Başka bir örnek, geçtiğimiz yıl Büyükşehir aleyhine açılan Gökpınar havzası çevre düzeni planına ilişkin nazım imar plan değişikliğine yapılan itirazdı. Mahkeme yaz başında verdiği kararla yürütmeyi durdurdu. Yüzlerce küçük arsa sahibinin elinden adeta habersizce alınması planlanan mülkler şimdilik rantçıların elinden kurtuldu.
***
Rant demişken…
Şemikler arazisini diğerlerinden farklı kılan statü kentin değeri her gün yükselmeye devam eden yapılaşma bölgesinde olmasıyla ilintili. Bu konum araziyi sanki birilerinin doğrudan çekim merkezine; hükümetle, hatta doğrudan Cumhurbaşkanlığıyla iltisaklı-istişareli birilerinin odaklandığı rant alanı olarak odağa yerleştiriyor gibi. Daha açığı bana öyle geliyor ki, iktidarın yakınında olup şehrin en iyi arazilerine defalarca çökmüş olan birilerinin ısrarla elde etmek, mülkiyetine geçirmek istediği bir arazi sanki. Bu imtiyazlı şahıs kim olabilir?

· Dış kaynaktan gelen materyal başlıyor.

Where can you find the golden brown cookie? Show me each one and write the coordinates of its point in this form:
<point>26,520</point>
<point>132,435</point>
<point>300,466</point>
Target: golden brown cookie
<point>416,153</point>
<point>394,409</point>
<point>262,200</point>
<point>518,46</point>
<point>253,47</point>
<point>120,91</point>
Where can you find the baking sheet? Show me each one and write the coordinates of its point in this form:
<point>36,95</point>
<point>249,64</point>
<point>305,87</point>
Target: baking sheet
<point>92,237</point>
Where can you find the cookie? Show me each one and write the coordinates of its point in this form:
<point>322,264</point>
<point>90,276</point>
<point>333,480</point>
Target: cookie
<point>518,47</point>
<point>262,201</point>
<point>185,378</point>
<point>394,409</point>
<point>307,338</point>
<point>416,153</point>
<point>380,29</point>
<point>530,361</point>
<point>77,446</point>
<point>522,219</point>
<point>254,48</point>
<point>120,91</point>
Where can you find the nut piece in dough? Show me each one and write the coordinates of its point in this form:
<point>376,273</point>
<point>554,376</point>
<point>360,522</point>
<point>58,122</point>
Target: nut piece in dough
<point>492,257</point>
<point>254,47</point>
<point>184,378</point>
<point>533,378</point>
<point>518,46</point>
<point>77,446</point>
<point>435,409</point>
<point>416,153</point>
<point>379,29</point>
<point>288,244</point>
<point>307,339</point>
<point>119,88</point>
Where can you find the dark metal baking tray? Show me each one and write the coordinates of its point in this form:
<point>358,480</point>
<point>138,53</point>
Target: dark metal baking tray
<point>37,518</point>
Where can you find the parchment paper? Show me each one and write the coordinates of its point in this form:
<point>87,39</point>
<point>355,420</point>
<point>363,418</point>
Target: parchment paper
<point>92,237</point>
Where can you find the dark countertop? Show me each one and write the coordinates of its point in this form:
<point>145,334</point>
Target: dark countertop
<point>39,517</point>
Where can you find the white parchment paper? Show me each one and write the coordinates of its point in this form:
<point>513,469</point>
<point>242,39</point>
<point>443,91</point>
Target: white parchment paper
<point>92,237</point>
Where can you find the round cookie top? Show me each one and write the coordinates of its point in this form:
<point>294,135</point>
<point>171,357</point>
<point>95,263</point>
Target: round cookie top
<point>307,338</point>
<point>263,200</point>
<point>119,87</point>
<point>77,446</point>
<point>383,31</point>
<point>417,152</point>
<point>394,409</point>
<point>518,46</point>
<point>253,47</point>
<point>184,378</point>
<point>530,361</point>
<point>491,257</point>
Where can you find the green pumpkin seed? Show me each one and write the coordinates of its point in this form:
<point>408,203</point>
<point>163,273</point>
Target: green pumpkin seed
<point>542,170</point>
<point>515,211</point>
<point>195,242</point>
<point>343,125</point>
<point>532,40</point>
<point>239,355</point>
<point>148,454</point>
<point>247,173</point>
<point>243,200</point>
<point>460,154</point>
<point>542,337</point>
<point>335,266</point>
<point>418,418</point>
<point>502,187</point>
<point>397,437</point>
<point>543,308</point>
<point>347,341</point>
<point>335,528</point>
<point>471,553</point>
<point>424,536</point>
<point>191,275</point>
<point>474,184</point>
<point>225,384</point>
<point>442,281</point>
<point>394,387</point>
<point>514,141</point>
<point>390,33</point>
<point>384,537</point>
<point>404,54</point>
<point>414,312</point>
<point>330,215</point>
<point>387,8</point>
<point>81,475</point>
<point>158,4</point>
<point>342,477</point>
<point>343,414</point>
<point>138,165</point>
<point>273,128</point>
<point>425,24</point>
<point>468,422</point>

Anahtar Ankara kökenli, %51 hissesi özel sektöre, %49’u ise kamu kuruluşlarına ait hisse payıyla faaliyet gösteren, 1969 yılında başında Müsteşar olarak Turgut Özal’ın görev yaptığı Devlet Planlama Teşkilatının (DPT) öncülüğünde Türkiye Petrolleri Anonim Ortaklığı (TPAO), Azot Sanayi T.A.Ş. (TÜGSAŞ), Türkiye Şeker Fabrikaları A.Ş., Şeker Sigorta A.Ş. ve Danimarka’da kurulu HaldorTopsoe A/S firmasının katılımlarıyla 6224 sayılı Yabancı Sermayeyi Teşvik Kanunu hükümlerinden yararlanılarak kurulmuş bir şirket olabilir mi? Araştırmakla hiçbir şey kaybetmez ama daha fazla bilgiye ulaşabiliriz.
***
Bu bir kanaat elbette, somut bir bilgi yok ortada. Ancak Cumhurbaşkanlığı (CB) kararlarının birkaç ay arayla ve hızlıca yayınlanıp talepkarların ısrarına cevaz veriyor görünmesi hayli kuşku verici. Sonuçta bürokrasinin kıskacında bir Resmi Gazete’den söz ediyoruz Gazetenin yayımladığı kararların nasıl alındığı, CB süzgecinden nasıl geçtiği veya geçip geçmediği, ilgili bakanlık ya da kamu kuruluşunun karar alıp yayınlatırken CB’na gerekli ayrıntılı açıklamayı-sunumu her karar sureti için yapıp yapmadığını bilemiyoruz. Bir tahmin yürütmek gerekirse öyle bir şey olmadığını söyleyebiliriz. Hangi birini kim sunacak ve CB bu sunumlar için her gün kaç saatlik mesai harcayacak? Onca ulusal ve uluslararası faaliyetin içinde Şemikler arazisini kim açıklamaya fırsat bulur ya da cesaret eder, mümkün mü bu? Bizi kuşkulandıran da işte bu işleyiş olasılığı!
***
Şemikler arazisinin mülkiyet bilgisi geçen haftalarda basında bir ölçüde yayınlanmıştı. Biz yine de kısa bir özet verip geçelim:
Sümerbank, 1933 yılında kurulmuş, 1938 yılında Kamu İktisadi Devlet Teşekkülü (KİT) çatı kurumuna dönüştürülmüştü. Zamanla pek çok farklı sahada sektörel üretim faaliyetini bünyesine alan teşekkül, 1980’lerden itibaren başlayan özelleştirme kapsamına dahil edilmiş, 40 yıldan beri özelleştirme işlemleri tamamlanamayan nadir kamu iktisadi teşekküllerinden biri haline gelmişti. Önce Sümer Holding adıyla iktisadi niteliği değiştirilen Sümerbank’ın şimdilerde iflası gerçekleştirilmeye çalışılmakta, bu nedenle tüm iştirakleri parça parça satılarak devlet elinden çıkarılıp özelleştirilmektedir.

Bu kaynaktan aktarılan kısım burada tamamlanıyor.